萧月生笑着摇了摇头,身影消失在大厅中。

        关于传送阵的研究,他已有些眉目,捉弄新人的乐趣,比起研究的乐趣,便差了一些,也算是江盈语逃过一劫。

        他也不去静室内静静思索,而是出了山庄,来到了南湖边,将停泊于岸边的一艘扁叶小舟推出,轻轻一纵,跃了上去,盘膝坐在狭窄的小舟中。

        小舟无风自动,缓缓向湖心飘荡,清新地雾气在阳光下仍未完全散去,清沏的湖水在乍出的阳光下泛出粼粼波光,清亮的碎影不住的投入眼中,这里的一切皆是朝气勃勃。
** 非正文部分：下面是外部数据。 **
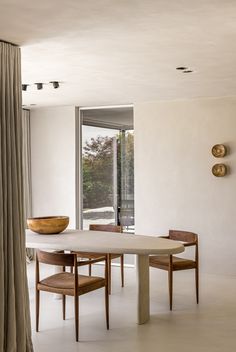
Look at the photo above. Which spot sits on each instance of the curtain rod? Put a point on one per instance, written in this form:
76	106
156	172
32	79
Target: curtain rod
6	42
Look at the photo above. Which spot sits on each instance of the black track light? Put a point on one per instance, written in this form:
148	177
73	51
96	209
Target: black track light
24	86
39	85
55	84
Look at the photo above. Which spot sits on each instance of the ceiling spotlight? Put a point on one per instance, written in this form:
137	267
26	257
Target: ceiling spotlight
39	85
55	84
24	86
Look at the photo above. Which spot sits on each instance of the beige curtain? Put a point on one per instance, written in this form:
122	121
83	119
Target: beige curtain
15	331
27	173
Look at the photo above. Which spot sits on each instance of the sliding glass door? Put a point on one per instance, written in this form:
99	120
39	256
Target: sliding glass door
99	168
107	170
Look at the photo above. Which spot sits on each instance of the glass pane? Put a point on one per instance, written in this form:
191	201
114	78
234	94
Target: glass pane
99	175
127	180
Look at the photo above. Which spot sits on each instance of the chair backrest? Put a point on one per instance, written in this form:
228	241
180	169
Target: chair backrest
183	236
61	259
106	227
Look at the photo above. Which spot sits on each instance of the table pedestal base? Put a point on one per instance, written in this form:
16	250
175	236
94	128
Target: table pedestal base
143	308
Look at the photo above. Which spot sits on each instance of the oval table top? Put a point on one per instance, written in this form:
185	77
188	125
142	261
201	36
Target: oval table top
103	242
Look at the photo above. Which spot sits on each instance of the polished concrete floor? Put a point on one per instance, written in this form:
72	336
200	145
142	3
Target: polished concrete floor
207	327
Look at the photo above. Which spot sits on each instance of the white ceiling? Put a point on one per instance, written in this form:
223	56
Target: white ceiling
122	51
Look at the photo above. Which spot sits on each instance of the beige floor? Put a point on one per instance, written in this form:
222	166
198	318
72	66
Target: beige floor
210	326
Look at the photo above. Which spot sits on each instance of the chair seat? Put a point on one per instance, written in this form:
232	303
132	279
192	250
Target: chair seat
88	255
64	283
162	262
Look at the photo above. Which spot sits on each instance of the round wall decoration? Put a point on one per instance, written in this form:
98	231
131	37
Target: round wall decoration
219	170
219	150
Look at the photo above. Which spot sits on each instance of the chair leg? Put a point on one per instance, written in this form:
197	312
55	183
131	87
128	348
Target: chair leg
109	274
64	307
170	277
197	284
37	309
76	302
122	270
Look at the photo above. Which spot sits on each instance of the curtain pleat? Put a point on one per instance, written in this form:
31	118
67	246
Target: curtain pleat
27	173
15	330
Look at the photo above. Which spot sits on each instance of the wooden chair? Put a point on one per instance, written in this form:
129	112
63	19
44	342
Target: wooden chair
100	257
69	284
172	263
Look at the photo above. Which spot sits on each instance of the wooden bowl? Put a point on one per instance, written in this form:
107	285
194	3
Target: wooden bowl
48	224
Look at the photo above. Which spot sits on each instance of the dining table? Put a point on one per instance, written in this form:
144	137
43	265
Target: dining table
110	242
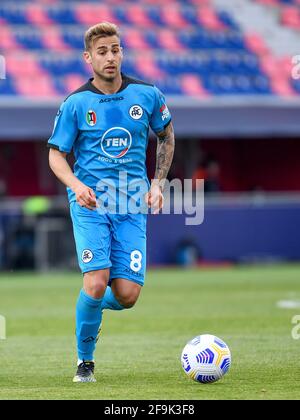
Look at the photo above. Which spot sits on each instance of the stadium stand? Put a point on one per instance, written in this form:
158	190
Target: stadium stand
184	47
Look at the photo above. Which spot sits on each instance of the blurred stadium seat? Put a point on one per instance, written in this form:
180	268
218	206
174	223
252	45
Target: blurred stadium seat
217	56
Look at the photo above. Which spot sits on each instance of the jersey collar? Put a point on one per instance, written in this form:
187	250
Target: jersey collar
125	83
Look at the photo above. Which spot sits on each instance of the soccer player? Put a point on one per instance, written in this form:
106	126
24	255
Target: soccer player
106	123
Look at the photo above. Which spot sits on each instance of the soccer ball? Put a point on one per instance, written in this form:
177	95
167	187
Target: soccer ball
206	358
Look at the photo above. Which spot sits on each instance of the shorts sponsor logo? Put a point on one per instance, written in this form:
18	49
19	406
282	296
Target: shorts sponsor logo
136	112
91	118
116	142
87	256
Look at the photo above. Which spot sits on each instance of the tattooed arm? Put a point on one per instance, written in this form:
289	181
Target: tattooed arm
164	157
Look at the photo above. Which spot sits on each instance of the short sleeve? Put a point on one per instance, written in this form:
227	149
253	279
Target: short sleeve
161	116
65	129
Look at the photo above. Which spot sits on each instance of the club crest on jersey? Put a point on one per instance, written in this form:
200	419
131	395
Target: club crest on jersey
91	117
116	142
136	112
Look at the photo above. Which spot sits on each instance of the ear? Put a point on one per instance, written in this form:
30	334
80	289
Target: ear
87	57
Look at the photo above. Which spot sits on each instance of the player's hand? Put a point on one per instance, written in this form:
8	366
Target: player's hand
154	198
85	197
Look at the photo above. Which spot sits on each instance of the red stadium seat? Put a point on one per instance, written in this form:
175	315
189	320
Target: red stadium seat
36	14
191	85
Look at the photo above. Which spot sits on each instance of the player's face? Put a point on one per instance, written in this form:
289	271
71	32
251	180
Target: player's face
105	56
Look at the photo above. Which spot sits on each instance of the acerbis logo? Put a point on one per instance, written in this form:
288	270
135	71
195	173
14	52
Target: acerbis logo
105	100
87	255
136	112
116	142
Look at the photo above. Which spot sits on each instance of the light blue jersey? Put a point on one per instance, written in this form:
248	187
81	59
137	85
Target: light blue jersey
109	137
109	133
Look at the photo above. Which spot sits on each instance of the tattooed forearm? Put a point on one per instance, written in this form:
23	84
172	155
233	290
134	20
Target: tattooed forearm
165	152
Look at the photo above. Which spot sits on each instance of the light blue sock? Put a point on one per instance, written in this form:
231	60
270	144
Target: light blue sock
88	319
110	302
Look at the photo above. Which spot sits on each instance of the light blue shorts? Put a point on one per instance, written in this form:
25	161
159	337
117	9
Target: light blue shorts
112	241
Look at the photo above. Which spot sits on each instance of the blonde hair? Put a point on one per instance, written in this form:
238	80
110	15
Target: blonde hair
100	30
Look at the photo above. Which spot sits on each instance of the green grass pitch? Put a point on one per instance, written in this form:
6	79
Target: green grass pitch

        湖上再没有人影,一片寥阔,萧月生仰天躺于船中,望着薄雾笼罩的天空,心中思绪开始活动,继续模拟着传送阵的运转。

        而在大厅内地诸女,则将萧轻藻他们一众人赶走,拉着江盈语去了后花园,去说些女人间地悄悄话,兼之打听他们之间的爱情故事,这让她们颇是兴奋。

        在她们已臻化境地套话技巧之下,很快,江盈语与萧轻藻两人如何相识,如何走到一起的经过尽被挖了出来。

        这是一个典型的才子佳人的故事。

        此时的萧轻藻已有举人的身份,正持着观澜山庄三馆中的儒理大家所开之荐信,四处游学,以备来年的殿试。

        而江盈语的父亲则是一位致仕回乡的官宦,一同乘船北上,路上相遇,相谈之下,大是投机,于是与这一家子相识。

        萧轻藻身上的几封荐信可是珍贵无比,那位老者致仕前可并非是什么芝麻小官,而是一方巡抚,对于观澜山庄三馆中的几位大家自是知晓,看到萧轻藻身上之信,断定此子前途无量,况且气度沉稳内敛,聪慧过人,自是东床佳婿之理想人选。